Financial woes hit Burger Ranch branches

Suppliers stop deliveries, employees go on strike.

burger ranch 224.88 (photo credit: Courtesy)
burger ranch 224.88
(photo credit: Courtesy)
Employees at the financially stricken fast-food chain Burger Ranch and its suppliers on Thursday staged a partial strike following non-payment of salaries, leaving a number of the branches across the country closed. "We have not received our regular salary for the month of July, due on August 10," Rami Ovadia, who works at the Burger Ranch in the Tel Aviv Central Bus Station, told The Jerusalem Post. "The chain is in some form of strike action. At our branch, however, we have decided to continue to work today. We are hoping that this will help, but we know that many employees and delivery service staff did not come to work, and many other branches remained closed today. As a result we had severe disruptions in our delivery-order services.
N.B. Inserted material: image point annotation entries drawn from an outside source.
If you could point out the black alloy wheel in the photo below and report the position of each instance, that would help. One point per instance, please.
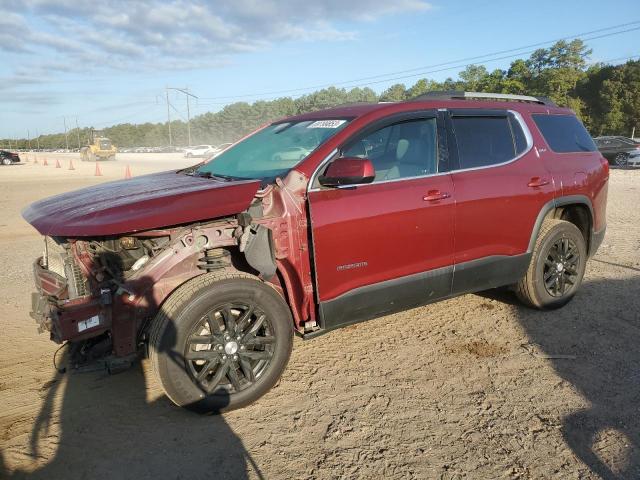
(561, 267)
(230, 347)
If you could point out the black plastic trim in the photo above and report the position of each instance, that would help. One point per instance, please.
(386, 297)
(559, 202)
(489, 272)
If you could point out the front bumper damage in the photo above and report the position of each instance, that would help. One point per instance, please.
(73, 319)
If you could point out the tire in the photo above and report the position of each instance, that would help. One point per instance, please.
(198, 375)
(621, 159)
(554, 274)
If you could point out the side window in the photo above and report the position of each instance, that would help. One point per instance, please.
(564, 133)
(486, 140)
(401, 150)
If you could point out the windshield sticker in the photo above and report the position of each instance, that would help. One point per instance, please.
(326, 124)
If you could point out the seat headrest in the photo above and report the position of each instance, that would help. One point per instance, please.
(402, 148)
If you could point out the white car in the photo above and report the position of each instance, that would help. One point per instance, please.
(198, 151)
(633, 160)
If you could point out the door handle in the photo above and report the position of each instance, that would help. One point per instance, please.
(435, 195)
(538, 182)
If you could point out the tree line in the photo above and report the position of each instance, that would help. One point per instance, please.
(605, 97)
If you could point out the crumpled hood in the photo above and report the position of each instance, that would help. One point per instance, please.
(141, 203)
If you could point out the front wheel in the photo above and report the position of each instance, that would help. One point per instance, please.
(221, 341)
(557, 266)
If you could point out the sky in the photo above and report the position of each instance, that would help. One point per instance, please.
(108, 62)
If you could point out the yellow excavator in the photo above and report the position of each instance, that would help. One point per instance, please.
(100, 148)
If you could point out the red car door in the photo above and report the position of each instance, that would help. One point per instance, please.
(388, 245)
(501, 185)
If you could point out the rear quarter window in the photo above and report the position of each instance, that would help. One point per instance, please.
(487, 140)
(564, 133)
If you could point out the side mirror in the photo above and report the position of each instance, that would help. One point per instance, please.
(348, 171)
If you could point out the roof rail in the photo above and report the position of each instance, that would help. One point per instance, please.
(460, 95)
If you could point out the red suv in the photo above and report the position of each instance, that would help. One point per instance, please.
(384, 207)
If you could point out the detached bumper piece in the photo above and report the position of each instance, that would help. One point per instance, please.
(75, 319)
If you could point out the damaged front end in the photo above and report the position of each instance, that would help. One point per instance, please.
(103, 292)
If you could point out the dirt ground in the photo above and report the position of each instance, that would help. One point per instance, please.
(474, 387)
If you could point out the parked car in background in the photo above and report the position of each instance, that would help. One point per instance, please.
(618, 150)
(198, 151)
(377, 208)
(7, 157)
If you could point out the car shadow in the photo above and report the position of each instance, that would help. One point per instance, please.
(594, 343)
(104, 426)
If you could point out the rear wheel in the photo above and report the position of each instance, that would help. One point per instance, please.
(220, 342)
(557, 266)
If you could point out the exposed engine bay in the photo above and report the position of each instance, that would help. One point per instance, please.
(102, 293)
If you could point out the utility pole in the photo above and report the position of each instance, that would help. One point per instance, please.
(66, 137)
(168, 115)
(188, 94)
(78, 132)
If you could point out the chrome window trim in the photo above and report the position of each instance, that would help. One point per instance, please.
(516, 115)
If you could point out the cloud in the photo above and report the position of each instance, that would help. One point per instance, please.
(48, 42)
(120, 34)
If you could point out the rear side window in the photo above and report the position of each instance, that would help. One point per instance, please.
(487, 140)
(564, 133)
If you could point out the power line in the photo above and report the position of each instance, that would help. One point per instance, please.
(467, 59)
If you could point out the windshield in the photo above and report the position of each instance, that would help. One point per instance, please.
(272, 151)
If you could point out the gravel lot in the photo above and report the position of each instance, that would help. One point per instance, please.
(474, 387)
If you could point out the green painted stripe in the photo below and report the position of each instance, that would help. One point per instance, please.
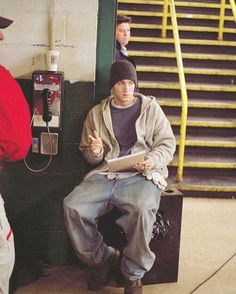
(181, 28)
(172, 69)
(177, 3)
(184, 55)
(184, 41)
(190, 86)
(178, 15)
(204, 124)
(199, 143)
(206, 164)
(200, 104)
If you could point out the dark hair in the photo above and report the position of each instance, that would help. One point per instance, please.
(122, 70)
(120, 18)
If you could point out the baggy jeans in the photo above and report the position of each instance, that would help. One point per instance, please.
(7, 250)
(136, 197)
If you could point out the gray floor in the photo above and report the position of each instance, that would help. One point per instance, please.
(208, 240)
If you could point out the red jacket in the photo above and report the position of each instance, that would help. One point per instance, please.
(15, 131)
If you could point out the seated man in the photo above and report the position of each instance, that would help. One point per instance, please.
(121, 124)
(122, 35)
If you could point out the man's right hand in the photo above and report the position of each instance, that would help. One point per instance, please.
(96, 146)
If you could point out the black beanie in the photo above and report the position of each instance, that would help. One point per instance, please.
(122, 70)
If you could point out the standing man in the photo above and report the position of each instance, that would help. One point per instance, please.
(122, 34)
(122, 124)
(15, 140)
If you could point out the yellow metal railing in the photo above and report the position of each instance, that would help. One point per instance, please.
(222, 17)
(184, 96)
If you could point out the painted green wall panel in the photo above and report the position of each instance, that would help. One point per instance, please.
(105, 46)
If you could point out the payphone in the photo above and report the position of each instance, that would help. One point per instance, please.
(46, 123)
(47, 112)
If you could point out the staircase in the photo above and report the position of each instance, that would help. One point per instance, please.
(210, 73)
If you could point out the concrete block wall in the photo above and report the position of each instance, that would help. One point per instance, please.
(34, 200)
(69, 26)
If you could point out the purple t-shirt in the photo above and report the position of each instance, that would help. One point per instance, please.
(123, 120)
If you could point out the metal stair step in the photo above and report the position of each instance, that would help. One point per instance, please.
(198, 103)
(178, 15)
(205, 184)
(206, 161)
(187, 70)
(167, 54)
(183, 41)
(198, 4)
(181, 28)
(189, 86)
(207, 141)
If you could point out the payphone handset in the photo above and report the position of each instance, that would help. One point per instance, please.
(47, 104)
(47, 94)
(47, 112)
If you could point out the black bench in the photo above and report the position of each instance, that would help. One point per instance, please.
(165, 268)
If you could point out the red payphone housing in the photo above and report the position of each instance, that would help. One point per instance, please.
(47, 107)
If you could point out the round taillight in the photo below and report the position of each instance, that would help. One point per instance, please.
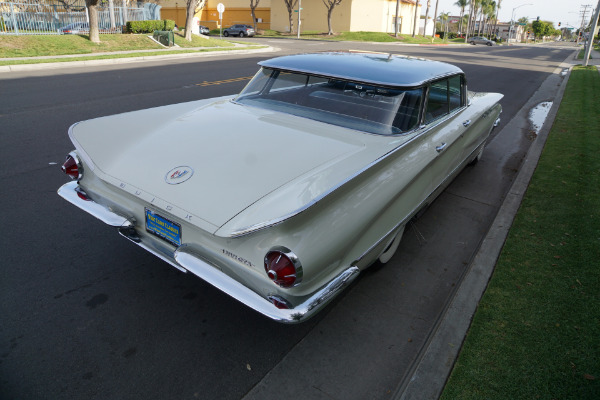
(283, 268)
(72, 166)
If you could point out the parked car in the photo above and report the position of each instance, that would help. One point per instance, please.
(76, 28)
(204, 30)
(239, 30)
(303, 180)
(481, 40)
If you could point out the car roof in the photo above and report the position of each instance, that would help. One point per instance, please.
(376, 68)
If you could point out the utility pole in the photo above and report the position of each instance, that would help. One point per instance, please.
(583, 15)
(588, 49)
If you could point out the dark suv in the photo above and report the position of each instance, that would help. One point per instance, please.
(239, 30)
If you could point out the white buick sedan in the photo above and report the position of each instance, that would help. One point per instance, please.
(282, 195)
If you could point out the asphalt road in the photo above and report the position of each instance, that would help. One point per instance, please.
(87, 315)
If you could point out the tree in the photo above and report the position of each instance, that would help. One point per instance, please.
(92, 6)
(427, 18)
(462, 4)
(542, 28)
(190, 11)
(253, 5)
(496, 18)
(396, 27)
(444, 19)
(415, 20)
(435, 16)
(290, 5)
(330, 5)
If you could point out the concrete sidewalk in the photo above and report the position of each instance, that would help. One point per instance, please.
(428, 378)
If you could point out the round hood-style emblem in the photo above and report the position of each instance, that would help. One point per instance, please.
(179, 175)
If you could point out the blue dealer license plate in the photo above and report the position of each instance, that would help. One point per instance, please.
(163, 228)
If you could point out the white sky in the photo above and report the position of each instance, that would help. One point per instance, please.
(568, 12)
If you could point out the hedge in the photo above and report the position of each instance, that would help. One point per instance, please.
(150, 26)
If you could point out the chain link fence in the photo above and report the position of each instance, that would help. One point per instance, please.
(57, 17)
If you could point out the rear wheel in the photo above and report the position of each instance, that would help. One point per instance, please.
(477, 158)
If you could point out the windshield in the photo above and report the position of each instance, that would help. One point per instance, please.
(369, 108)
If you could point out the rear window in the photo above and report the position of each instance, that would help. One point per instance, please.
(365, 107)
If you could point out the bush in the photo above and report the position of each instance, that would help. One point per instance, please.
(169, 25)
(150, 26)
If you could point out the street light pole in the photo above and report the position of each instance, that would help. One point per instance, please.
(512, 20)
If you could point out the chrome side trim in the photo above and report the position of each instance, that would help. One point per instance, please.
(76, 196)
(223, 282)
(184, 258)
(84, 156)
(73, 154)
(292, 257)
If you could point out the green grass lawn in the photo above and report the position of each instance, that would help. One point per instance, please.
(355, 37)
(54, 45)
(536, 333)
(59, 45)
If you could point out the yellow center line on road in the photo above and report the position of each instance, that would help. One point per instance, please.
(205, 83)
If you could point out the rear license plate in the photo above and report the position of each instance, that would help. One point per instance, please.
(163, 228)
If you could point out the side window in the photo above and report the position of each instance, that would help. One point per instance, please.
(444, 96)
(454, 92)
(437, 100)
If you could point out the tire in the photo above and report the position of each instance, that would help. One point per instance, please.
(477, 158)
(388, 253)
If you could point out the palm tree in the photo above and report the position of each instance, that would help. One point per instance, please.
(415, 21)
(497, 11)
(462, 4)
(435, 16)
(488, 11)
(427, 17)
(482, 6)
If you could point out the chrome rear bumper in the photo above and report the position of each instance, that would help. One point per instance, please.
(187, 258)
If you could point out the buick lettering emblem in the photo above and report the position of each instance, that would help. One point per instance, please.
(179, 175)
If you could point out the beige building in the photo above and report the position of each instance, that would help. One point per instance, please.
(350, 15)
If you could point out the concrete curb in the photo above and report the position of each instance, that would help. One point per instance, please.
(431, 372)
(129, 60)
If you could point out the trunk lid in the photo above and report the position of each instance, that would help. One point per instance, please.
(236, 155)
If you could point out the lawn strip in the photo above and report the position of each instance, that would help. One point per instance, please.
(123, 55)
(535, 333)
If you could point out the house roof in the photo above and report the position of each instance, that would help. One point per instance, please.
(376, 68)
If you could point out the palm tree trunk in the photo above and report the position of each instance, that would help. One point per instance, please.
(415, 22)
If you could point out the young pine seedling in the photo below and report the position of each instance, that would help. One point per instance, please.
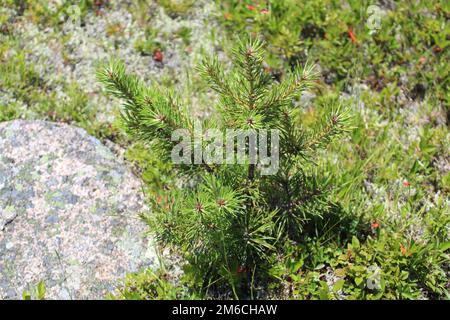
(230, 219)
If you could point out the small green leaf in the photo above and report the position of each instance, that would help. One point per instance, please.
(26, 295)
(338, 285)
(355, 243)
(40, 290)
(358, 281)
(444, 246)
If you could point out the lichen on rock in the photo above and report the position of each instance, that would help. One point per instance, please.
(69, 213)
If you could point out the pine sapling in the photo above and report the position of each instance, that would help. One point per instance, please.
(230, 219)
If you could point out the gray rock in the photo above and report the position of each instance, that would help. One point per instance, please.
(60, 191)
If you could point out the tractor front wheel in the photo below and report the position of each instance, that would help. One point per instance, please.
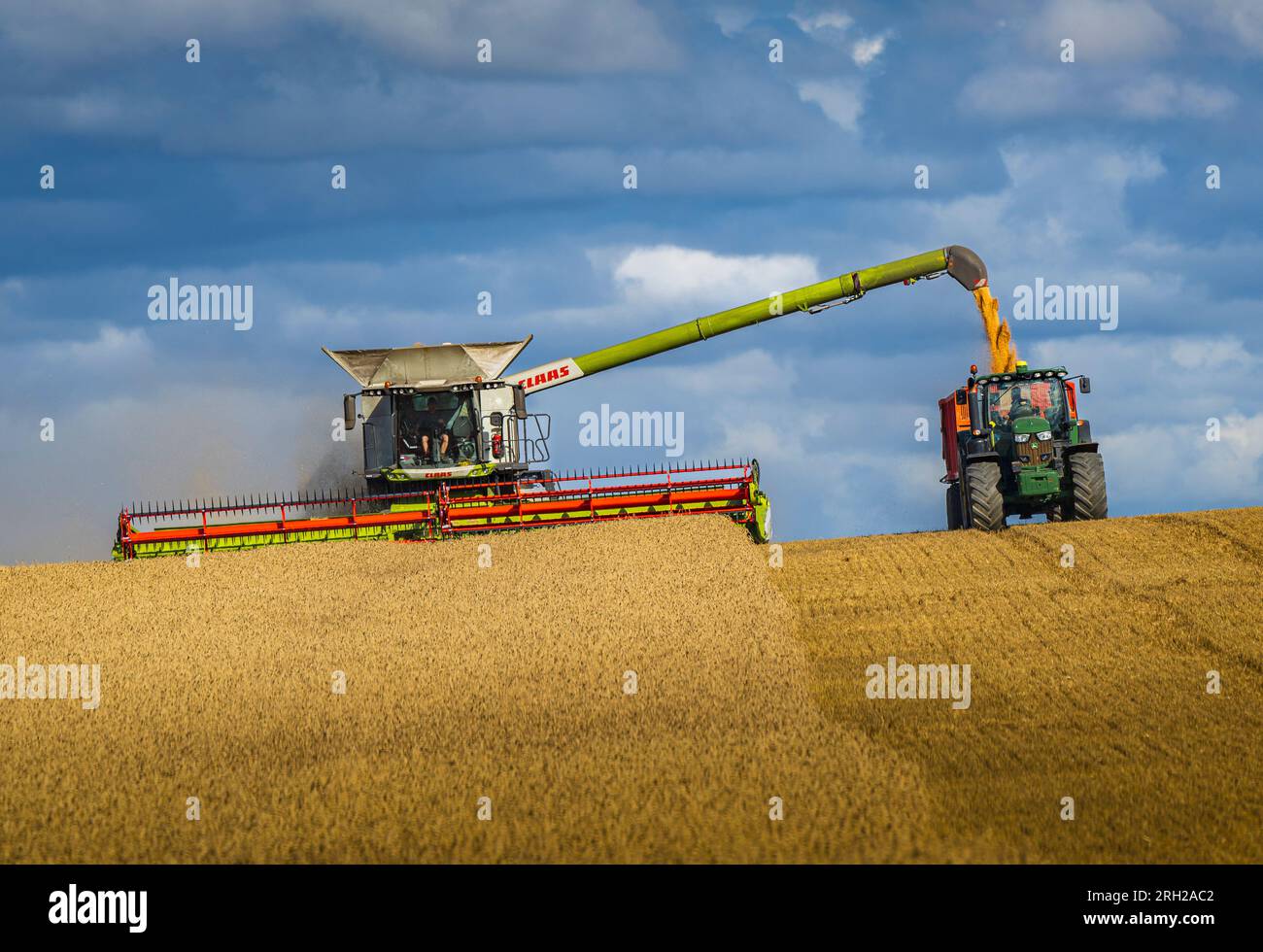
(954, 515)
(985, 502)
(1087, 484)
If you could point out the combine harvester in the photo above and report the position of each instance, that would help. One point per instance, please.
(450, 446)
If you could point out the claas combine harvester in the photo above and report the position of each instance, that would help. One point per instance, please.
(450, 446)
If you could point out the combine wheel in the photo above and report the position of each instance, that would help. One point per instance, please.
(985, 502)
(1087, 483)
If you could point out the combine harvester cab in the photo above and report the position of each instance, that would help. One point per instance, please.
(1014, 445)
(450, 446)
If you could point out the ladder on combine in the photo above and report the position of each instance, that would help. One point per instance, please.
(728, 489)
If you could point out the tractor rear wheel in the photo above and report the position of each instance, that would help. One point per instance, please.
(1087, 483)
(985, 502)
(954, 519)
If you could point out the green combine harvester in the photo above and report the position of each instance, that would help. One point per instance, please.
(450, 446)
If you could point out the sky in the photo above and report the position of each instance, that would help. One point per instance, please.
(774, 144)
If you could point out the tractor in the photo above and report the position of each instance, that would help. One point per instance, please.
(1014, 445)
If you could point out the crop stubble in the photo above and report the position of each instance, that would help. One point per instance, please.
(506, 682)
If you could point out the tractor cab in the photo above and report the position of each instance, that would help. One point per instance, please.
(441, 413)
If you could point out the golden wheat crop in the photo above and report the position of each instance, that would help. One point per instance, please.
(508, 682)
(1087, 681)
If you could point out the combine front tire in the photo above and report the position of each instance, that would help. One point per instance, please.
(1087, 484)
(985, 502)
(954, 517)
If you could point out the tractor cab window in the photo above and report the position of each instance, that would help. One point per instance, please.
(1008, 400)
(434, 429)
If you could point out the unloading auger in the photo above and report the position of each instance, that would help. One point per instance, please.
(450, 446)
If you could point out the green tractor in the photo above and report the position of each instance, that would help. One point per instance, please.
(1014, 445)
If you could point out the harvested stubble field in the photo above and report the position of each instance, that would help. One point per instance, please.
(508, 683)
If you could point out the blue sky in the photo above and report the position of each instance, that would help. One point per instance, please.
(508, 177)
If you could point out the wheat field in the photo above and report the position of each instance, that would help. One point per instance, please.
(489, 712)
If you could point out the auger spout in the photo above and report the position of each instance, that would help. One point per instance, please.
(956, 260)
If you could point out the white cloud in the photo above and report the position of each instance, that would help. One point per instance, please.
(1015, 92)
(668, 274)
(866, 51)
(110, 346)
(1241, 20)
(825, 20)
(840, 101)
(733, 19)
(1104, 30)
(609, 37)
(1162, 97)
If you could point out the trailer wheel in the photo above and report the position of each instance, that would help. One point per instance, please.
(1087, 483)
(954, 517)
(985, 502)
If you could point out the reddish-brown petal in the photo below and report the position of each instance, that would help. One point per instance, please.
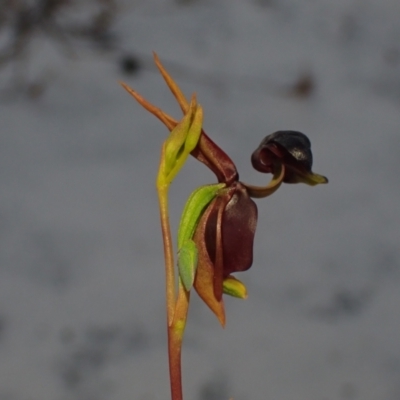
(238, 228)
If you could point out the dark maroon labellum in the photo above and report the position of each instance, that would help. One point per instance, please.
(236, 226)
(291, 148)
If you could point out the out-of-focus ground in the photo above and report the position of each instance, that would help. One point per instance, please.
(82, 312)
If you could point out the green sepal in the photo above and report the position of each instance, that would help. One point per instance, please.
(187, 263)
(181, 141)
(235, 288)
(193, 210)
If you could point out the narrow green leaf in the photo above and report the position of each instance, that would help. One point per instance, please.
(193, 210)
(234, 287)
(187, 263)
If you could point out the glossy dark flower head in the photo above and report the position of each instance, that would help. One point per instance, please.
(291, 149)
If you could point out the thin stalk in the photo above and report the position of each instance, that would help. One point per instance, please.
(177, 308)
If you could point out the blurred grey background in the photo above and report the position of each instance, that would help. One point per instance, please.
(82, 313)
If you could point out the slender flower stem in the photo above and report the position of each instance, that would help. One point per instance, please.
(177, 307)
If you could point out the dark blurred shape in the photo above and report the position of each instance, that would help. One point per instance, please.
(23, 20)
(130, 64)
(304, 86)
(216, 388)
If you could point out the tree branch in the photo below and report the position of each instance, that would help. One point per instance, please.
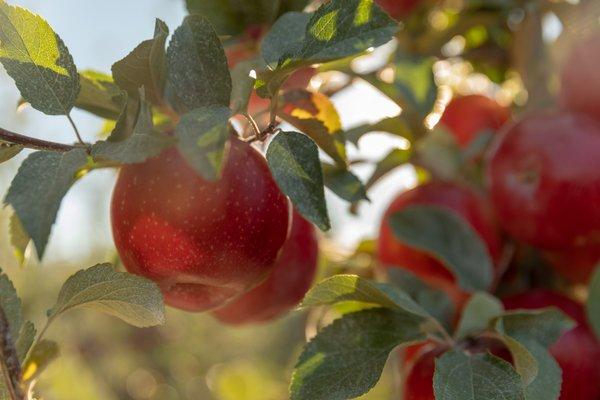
(11, 367)
(33, 143)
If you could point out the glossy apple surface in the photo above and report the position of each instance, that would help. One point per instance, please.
(580, 77)
(461, 200)
(544, 179)
(291, 278)
(204, 243)
(577, 351)
(466, 117)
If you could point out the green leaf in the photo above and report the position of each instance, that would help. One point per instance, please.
(478, 314)
(548, 381)
(38, 188)
(25, 339)
(315, 115)
(197, 66)
(434, 301)
(448, 238)
(42, 355)
(343, 288)
(395, 125)
(242, 85)
(345, 359)
(135, 300)
(544, 326)
(413, 77)
(525, 363)
(343, 183)
(285, 37)
(38, 60)
(19, 239)
(202, 135)
(145, 141)
(460, 376)
(145, 66)
(293, 159)
(99, 95)
(593, 302)
(341, 28)
(439, 152)
(8, 151)
(11, 305)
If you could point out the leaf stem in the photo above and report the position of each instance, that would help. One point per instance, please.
(76, 130)
(33, 143)
(11, 367)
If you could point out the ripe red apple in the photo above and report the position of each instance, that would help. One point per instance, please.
(580, 77)
(466, 117)
(461, 200)
(544, 179)
(577, 351)
(577, 263)
(204, 243)
(398, 9)
(291, 278)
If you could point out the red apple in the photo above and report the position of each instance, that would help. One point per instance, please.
(291, 278)
(577, 263)
(461, 200)
(398, 9)
(580, 77)
(544, 179)
(204, 243)
(466, 117)
(577, 351)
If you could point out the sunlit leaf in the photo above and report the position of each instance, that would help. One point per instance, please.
(135, 300)
(145, 66)
(315, 115)
(197, 67)
(38, 188)
(462, 376)
(99, 95)
(38, 60)
(346, 358)
(144, 142)
(202, 135)
(478, 314)
(294, 162)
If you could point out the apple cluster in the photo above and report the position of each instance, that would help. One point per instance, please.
(541, 192)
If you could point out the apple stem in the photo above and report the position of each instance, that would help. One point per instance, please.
(32, 143)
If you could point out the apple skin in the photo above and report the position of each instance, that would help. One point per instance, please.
(204, 243)
(459, 199)
(398, 9)
(544, 178)
(577, 351)
(466, 117)
(577, 264)
(580, 77)
(285, 287)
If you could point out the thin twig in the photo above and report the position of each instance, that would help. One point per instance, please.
(32, 143)
(11, 367)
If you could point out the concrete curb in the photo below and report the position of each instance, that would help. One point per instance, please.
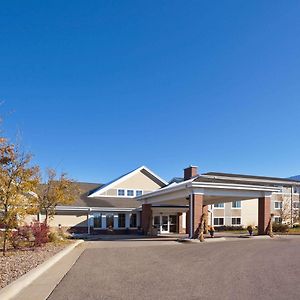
(16, 286)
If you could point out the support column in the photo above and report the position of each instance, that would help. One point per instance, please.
(187, 222)
(264, 211)
(146, 218)
(205, 210)
(180, 228)
(196, 210)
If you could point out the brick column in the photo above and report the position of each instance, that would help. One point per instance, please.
(179, 225)
(205, 210)
(146, 218)
(264, 211)
(187, 222)
(196, 208)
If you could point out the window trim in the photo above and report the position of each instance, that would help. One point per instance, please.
(277, 217)
(119, 219)
(121, 190)
(97, 215)
(142, 192)
(219, 207)
(129, 190)
(130, 216)
(232, 207)
(219, 218)
(278, 208)
(236, 218)
(126, 192)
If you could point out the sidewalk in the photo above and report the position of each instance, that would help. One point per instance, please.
(42, 287)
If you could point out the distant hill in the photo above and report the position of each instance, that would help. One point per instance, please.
(297, 177)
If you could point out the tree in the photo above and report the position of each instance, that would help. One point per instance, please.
(55, 191)
(18, 181)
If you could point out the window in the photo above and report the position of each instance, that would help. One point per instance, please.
(236, 221)
(236, 204)
(218, 221)
(121, 192)
(278, 205)
(98, 221)
(133, 220)
(138, 193)
(121, 220)
(130, 193)
(278, 220)
(110, 221)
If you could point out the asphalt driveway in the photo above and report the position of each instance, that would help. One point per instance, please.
(255, 269)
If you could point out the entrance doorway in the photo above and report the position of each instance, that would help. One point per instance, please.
(165, 223)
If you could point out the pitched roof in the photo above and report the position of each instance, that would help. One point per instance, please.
(121, 178)
(83, 199)
(253, 178)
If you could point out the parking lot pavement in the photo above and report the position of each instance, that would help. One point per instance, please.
(248, 269)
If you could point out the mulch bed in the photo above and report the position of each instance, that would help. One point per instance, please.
(19, 262)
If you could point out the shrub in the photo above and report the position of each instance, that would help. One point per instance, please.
(40, 232)
(21, 236)
(277, 227)
(56, 236)
(228, 228)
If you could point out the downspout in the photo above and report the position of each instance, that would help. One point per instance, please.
(191, 215)
(88, 221)
(292, 188)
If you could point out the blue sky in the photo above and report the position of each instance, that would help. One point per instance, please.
(97, 88)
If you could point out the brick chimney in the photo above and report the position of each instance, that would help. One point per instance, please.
(190, 172)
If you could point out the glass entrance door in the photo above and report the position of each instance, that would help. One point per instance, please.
(173, 223)
(164, 224)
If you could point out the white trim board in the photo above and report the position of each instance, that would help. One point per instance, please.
(119, 180)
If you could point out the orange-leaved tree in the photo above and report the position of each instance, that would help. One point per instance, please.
(57, 190)
(18, 182)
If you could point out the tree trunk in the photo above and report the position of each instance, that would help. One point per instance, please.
(46, 217)
(5, 241)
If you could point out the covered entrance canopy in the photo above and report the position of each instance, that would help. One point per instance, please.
(200, 191)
Out of four orders we had to cancel two because of shortage of staff." Some of the chain's branches at central locations in Tel Aviv remained closed Thursday, including those at the Dizengoff Center Mall and the Azrieli Center Mall. At other branches, including the one at the Malha Mall in Jerusalem, there were long cues at the cash register due to staff shortages. In addition, the chain's suppliers temporarily stopped supply services. Burger Ranch, which was first opened in 1972 by a South African Jew on Ben-Yehuda Street in Tel Aviv, today operates 77 branches across the country and has more than 1,500 employees. On Wednesday, Paz Oil Company Ltd., which sold its ownership of the fast-food chain in 2006, filed a motion with the Tel Aviv District Court to put Burger Ranch under receivership. On fears that the chain could be on the brink of bankruptcy, Paz asked the court to appoint a receiver after Burger Ranch failed to make repayments of a NIS 15 million loan Paz granted the Hoshinsky family, the new owner of the chain, as part of the agreement to transfer ownership. When Paz sold its holdings in Burger Ranch to Yosef Hoshinsky in January 2006, it also granted the buyer with a NIS 20m. loan. Under the terms the agreement, the outstanding balance of the loan should have been repaid out of Burger Ranch's profits and ongoing operations, subject to it meeting the minimum profit targets that the two sides agreed on. In recent months, Burger Ranch has been struggling with financial difficulties, resulting in the cancellation of credit lines from banks. Meanwhile, Burger King Israel, which in the past has tried to buy its rival numerous times, is reportedly interested in snatching up the financially troubled chain.